There’s magic in every song …  not the song itself, but in what you bring to the song when you hear it, when you LISTEN.

In the Adirondacks

On a small lake in the Adirondack Mountains of upstate New York is the “Woods Camp”, a collection of boathouses and cabins surrounding a central log home known as the “Beehive”.  The Camp and the mountain lake upon which it sits have been the inspiration for and the basis of many stories, poems and songs written, sung or told by members of the Woods family.[1] The “Ghost Stories” told by Bill Woods in the Beehive bedroom known as the “Dark Hole”  have never been recorded or published, perhaps because of their horrifying impact on young children.  However, other books, songs and poems by family members are available in print or digital form.  One such poem is “The Place” by the American poet Jeffrey Harrison.[2]

Photo of Bisby Mountain © All Rights Reserved. Nicholas L Campbell, 2022.


 After years of going back to a place you love,

You may have so many memories of the place

That whenever you think about it you become

Calm and still as the lake at evening

When the hills and trees are mirrored there.

 

You can imagine your way back any time,

Following trails you know by heart, with arteries

Of roots, and you hold onto the place inside

The way the tentacle roots of a birch

Grip a granite boulder shagged with ferns.

 

But there is always something calling you back

Further, to childhood summers spent there,

Or even further, beyond specific memories,

Until memory itself, in its purest form,

Is made of blue lakes nestled into foothills

And rivers the color of ale plunging over

Rust-orange rocks then deepening for long still stretches

Where pines and hemlocks lean out over the bank,

As you lean too, thinking, wherever you are.

 

And when you think of actually going back,

You can already feel how that place in you

Will go rushing out to meet the real place,

Which itself, will lie before you, more vivid

Than you remembered it, or more vivid because

You remembered it, each layer of your memory

Adding a bluer gloss to the lake’s surface

And polishing the leaves until they shine

 The South Branch of the Moose River, not far from First Bisby Lake, is a stream in which extended members of the Woods family have taught their young offspring how to fly fish. Those children, now grown, have memories of standing in the pre-dawn darkness, knee deep in chilled water, with fly rod in hand.  Because of inexperience, the young trainees stood throughout many early mornings netting very few fish, but catching many beautiful sunrises.   

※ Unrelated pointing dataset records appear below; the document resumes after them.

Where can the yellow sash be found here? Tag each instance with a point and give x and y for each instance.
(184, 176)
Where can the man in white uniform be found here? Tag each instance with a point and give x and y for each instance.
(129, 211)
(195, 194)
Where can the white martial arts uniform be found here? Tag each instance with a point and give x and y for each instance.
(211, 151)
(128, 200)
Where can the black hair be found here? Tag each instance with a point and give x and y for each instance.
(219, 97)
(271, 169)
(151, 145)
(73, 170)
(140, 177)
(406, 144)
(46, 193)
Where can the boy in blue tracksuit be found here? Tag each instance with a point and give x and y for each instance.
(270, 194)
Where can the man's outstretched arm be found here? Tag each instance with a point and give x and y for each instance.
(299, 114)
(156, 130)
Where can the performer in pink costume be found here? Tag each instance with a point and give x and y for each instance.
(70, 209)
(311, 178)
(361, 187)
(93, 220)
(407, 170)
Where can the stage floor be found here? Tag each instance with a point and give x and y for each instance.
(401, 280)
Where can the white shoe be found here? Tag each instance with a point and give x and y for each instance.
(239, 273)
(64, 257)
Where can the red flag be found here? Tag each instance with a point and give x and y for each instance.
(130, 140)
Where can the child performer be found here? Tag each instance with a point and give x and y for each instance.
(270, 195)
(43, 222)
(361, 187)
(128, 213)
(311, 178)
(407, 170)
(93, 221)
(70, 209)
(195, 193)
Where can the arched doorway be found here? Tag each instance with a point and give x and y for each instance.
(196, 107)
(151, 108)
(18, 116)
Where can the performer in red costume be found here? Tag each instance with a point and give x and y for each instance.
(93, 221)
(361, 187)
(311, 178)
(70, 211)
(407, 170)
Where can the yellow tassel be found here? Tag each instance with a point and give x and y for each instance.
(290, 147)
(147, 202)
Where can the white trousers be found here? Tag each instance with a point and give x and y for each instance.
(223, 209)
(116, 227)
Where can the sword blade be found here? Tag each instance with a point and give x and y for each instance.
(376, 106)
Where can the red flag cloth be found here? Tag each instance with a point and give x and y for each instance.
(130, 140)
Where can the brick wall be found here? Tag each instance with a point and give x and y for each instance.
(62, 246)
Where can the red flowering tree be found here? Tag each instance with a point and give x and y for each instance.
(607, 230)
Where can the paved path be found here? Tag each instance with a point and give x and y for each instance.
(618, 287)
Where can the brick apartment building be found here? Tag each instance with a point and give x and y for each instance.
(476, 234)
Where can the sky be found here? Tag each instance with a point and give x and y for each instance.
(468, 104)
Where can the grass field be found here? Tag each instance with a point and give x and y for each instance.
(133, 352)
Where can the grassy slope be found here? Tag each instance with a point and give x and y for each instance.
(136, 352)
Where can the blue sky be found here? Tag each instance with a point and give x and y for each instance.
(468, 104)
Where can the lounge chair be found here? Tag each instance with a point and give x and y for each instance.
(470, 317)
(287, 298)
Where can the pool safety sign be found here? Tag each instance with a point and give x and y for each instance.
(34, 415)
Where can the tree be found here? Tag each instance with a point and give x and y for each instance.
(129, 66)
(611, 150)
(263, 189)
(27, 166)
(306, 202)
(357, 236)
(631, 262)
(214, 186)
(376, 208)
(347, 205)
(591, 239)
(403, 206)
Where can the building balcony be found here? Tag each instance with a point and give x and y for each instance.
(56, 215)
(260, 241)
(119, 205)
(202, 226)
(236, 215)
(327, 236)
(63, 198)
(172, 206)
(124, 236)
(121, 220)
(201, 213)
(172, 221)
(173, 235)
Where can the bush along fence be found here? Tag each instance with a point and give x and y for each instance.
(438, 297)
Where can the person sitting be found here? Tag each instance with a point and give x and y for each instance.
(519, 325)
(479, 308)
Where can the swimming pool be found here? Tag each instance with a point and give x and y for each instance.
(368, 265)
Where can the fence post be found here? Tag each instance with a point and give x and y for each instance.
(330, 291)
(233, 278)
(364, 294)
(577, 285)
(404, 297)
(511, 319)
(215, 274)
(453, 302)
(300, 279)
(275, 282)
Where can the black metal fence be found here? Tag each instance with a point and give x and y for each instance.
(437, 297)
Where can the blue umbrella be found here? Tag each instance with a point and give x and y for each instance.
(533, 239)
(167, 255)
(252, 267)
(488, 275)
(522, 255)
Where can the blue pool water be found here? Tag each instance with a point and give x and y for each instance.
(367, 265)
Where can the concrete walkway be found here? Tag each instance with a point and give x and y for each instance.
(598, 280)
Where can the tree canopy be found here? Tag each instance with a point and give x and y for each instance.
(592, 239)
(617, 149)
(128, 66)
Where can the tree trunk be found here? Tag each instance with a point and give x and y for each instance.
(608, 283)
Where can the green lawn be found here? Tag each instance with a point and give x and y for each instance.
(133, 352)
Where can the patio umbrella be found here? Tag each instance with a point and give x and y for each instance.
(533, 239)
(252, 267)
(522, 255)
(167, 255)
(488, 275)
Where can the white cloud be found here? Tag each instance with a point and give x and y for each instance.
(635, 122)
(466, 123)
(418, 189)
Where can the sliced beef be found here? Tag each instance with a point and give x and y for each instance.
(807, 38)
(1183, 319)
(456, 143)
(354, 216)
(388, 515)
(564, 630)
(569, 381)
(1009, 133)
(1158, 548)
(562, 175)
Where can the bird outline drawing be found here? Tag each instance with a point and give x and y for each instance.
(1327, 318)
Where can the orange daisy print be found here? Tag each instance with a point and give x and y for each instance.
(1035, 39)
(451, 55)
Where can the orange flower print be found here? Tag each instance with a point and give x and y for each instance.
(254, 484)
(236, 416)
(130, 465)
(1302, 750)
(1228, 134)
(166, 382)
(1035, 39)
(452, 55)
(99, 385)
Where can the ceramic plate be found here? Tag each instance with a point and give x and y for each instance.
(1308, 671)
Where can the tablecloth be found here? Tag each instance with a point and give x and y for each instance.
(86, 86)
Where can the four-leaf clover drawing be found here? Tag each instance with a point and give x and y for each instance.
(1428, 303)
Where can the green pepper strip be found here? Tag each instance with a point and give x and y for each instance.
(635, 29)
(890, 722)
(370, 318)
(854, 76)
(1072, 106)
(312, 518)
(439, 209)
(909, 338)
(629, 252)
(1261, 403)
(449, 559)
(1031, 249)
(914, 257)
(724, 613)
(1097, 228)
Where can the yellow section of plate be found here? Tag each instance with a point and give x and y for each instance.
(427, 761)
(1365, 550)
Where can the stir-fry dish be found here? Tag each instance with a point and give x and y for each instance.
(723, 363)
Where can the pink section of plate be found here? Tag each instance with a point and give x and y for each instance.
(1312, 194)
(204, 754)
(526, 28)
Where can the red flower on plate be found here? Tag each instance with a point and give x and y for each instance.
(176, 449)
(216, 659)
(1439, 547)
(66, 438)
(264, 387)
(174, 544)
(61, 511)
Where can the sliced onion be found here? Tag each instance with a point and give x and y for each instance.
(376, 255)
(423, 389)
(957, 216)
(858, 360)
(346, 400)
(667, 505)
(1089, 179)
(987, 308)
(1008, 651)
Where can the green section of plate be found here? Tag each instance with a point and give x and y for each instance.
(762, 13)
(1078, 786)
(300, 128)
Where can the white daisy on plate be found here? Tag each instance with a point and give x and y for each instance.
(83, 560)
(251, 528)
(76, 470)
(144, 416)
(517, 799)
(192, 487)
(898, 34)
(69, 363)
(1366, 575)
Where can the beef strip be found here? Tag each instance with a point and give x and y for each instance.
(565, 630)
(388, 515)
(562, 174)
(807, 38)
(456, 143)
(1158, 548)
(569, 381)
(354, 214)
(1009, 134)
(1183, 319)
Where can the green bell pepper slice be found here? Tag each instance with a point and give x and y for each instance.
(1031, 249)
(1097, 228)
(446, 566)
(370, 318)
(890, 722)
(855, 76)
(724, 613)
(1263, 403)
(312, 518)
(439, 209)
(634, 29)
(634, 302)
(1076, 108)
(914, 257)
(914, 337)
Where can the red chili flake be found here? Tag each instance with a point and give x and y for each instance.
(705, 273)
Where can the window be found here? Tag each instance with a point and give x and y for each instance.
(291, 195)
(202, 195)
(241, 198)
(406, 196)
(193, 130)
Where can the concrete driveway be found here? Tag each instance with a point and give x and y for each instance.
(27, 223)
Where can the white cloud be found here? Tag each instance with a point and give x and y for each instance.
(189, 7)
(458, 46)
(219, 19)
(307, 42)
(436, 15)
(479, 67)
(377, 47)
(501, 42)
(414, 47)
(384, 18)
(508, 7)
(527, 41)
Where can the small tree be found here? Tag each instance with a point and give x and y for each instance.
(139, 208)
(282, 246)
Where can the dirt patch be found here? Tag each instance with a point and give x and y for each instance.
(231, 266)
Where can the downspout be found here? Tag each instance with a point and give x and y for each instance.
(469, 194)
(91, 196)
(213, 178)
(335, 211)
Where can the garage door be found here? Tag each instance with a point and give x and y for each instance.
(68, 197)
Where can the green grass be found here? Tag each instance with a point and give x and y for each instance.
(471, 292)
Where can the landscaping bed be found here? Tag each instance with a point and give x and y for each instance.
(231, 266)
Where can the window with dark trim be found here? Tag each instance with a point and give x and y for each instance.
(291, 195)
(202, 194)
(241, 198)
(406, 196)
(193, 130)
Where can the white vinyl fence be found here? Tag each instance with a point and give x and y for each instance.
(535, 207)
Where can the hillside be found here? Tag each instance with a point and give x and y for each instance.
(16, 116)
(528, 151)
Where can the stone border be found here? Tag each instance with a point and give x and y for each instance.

 There’s a sunrise over the mountains

As the stars fade from the sky

There’s a gray mist rising from our peaceful stream

As the water meanders by

Birds start their songs from dew covered trees

As fish begin to rise

And the babbling brook seems to call one forth

To worship the dawn with your very own eyes

 

So come venture forth through the brisk morning air

Wet your feet in the dew

Come walk with me through the woods by the stream

And worship the day as it dawns anew, … For

 

There’s a sunrise over the mountains

As the stars fade from the sky

There’s a gray mist rising from our peaceful stream

As the water meanders by

Birds start their songs from dew covered trees

As fish begin to rise

And the babbling brook seems to call one forth

To worship the dawn with your very own eyes

 

But don’t take my word come see for yourself

Witness what I’ve tried to name

But don’t hesitate for the dawn won’t last long

And will never come again quite the same[3]


[1] Although this short piece focuses on those family members who are story tellers, poets and novelists, the Woods Camp and surrounds have inspired other family members to excel in the visual arts, dance, music performance, puppetry, photography and cinematography.

[2] “The Place” From The Names of Things, © 2006 by Jeffrey Harrison (The Waywiser Press, Chipping Norton, UK).